How do you determine if an elliptic curve over a finite field is cyclic?

I know the group order and the points of the elliptic curve $y^2 = x^3 + Ax + B$, but I am confused on how to determine if they from a cyclic group

The curve $y^2 = x^3 + 2x +2$ in $\Bbb F_{11}$ which has $9$ points: $(1,4),$ $(1,7),$ $(2,5),$ $(2,6),$ $(5,4),$ $(5,7),$ $(9,1),$ $(9,10)$ and the point of infinity, $(0,1)$.


Solution 1:

Well, you're looking at an abelian group (say with operation $\oplus$) of order $9,$ correct? Then either the group will be cyclic, or it will be isomorphic to $C_3\times C_3$. Let's rewrite the non-identity elements of the group as: $$(1,4),\ominus(1,4),(2,5),\ominus(2,5),(5,4),\ominus(5,4),(9,1),\ominus(9,1)$$ (these are written in the same order as you had them, but making the inverse elements clear). Since elements have the same order as their inverses, then we need consider only $$(1,4),(2,5),(5,4),(9,1).$$ Either all four of them have order $3$, or three of the four of them have order $9$. In the latter case, we'll have a cyclic group. Regardless, you'll only need to check two of them, and if you're checking $(p,q)$, then you'll only need to check if $(p,q)\oplus(p,q)=\ominus(p,q)$. If not, then $(p,q)$ has order $9$ and we're done.

Solution 2:

A shorter solution depending on a bit more machinery is the following.
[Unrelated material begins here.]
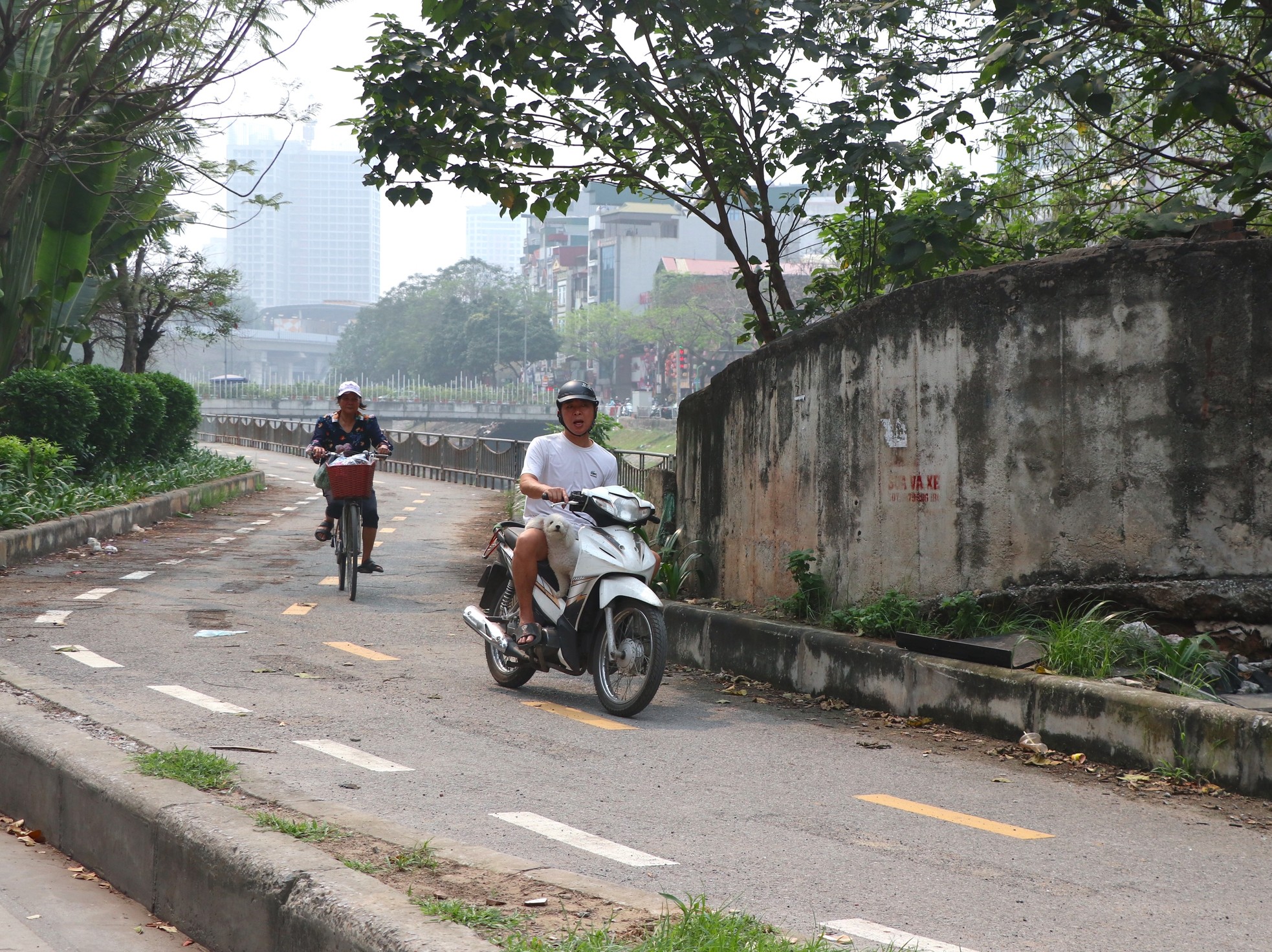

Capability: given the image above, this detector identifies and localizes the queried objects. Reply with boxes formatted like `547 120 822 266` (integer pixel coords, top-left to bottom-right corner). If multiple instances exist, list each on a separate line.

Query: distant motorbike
463 486 666 717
As others have said, an abelian group of order $9$ is either cyclic or isomorphic to $C_3\times C_3$.

It is known (see e.g. Silverman) that the $3$-torsion of this curve (over an algebraic closure of $\Bbb{F}_{11}$ is isomorphic to $C_3\times C_3$. Furthermore, the Weil pairing on that $3$-torsion is non-degenerate. So if all of the $3$-torsion points have coordinates in a field $K$, then the multiplicative group $K^*$ contains a primitive third root of unity.

But $\Bbb{F}_{11}^*$ is cyclic of order ten, so there are no elements of order three there. The conclusion is that $K$ must be a proper extension of $\Bbb{F}_{11}$.

This leaves the cyclic group as the only alternative.